Теннесси Уильямс - Рыцарь ночного образа
Что такое будущее для существа, у которого хронически воспалено либидо, когда сладкоголосая птица юности уже покинула его тело и дух? Не существует эмпирей, в которые эта птичка могла воспарить, как святой дух. Если воспаленное либидо не скорректировать или не контролировать, оно приведет тебя в бани, туда, где теряется и достоинство, и претензии на него. Наступит время воспаленных, как либидо, глаз на рассвете, и неутолимого желания — желания, которое не утопишь никаким количеством ртов. Лэнс часто рассказывал мне про надпись на стене в одном 113 номеров бостонской бани: «Провел чудесную ночь. Имел десять хуев, восемь самых больших принял в зад». Под этим победным восклицанием была подпись: «Королева педерастов района Бэк-Бэй». Нет. Повторяю, нет. Я предпочту кастрацию или раннюю смерть такому будущему.

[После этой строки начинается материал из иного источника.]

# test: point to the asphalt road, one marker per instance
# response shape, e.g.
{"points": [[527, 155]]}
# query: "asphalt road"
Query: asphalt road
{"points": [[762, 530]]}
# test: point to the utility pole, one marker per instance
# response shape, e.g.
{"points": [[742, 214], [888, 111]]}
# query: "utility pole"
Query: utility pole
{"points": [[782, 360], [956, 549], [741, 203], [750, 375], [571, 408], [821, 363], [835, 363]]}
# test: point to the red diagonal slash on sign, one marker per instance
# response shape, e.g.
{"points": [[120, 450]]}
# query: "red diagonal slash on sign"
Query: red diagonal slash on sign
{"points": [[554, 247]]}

Несколько месяцев назад я встретился с негром из Гарлема, живым свидетелем истории развития музыки и танца Гарлема от блюза к джазу и би-бопу, и их различных настроений — от дикого до холодного и сладкозвучного сейчас, и то, что он сказал, застряло у меня в мозгу. «Господь не придет, когда ты хочешь Его, но Он всегда будет вовремя».
О Господи, я вытащил его из штанов, держу его в руке и…
Дома, когда ты один, либидо все эта часы входит в тебя, как инкуб, и если твое сопротивление ослабло, оно будет управлять твоей рукой и потянет ее туда, где, как оно нашептывает тебе, ты живешь. Ты должен крикнуть ему:
«Нет, я тут больше не живу, я не живу в Свинячьей Аллее, как не живу и в Сакре-Кёр на Монмартре, но…»
Где ты живешь, когда одинок?
Медленно и печально я засовываю его обратно в джинсы, и застегиваю их на все пуговицы, и задаю себе этот вопрос: «Где ты живешь, когда одинок?»
В уголке дневной комнаты того сумасшедшего дома на том острове на той реке на востоке?
Слова! — вас не хватает…
* * *Я только что нашел очень старые картонки из прачечной, те, что вставляют в рубашки, еще со времен, когда мои рубашки сдавались для стирки и глажки в прачечную, давно уже не существующую прачечную под названием «Ориентальная». Это далеко не идеальное поле для карандаша, поскольку оно темнее его естественного серого цвета, уголки запнулись, и пахнет…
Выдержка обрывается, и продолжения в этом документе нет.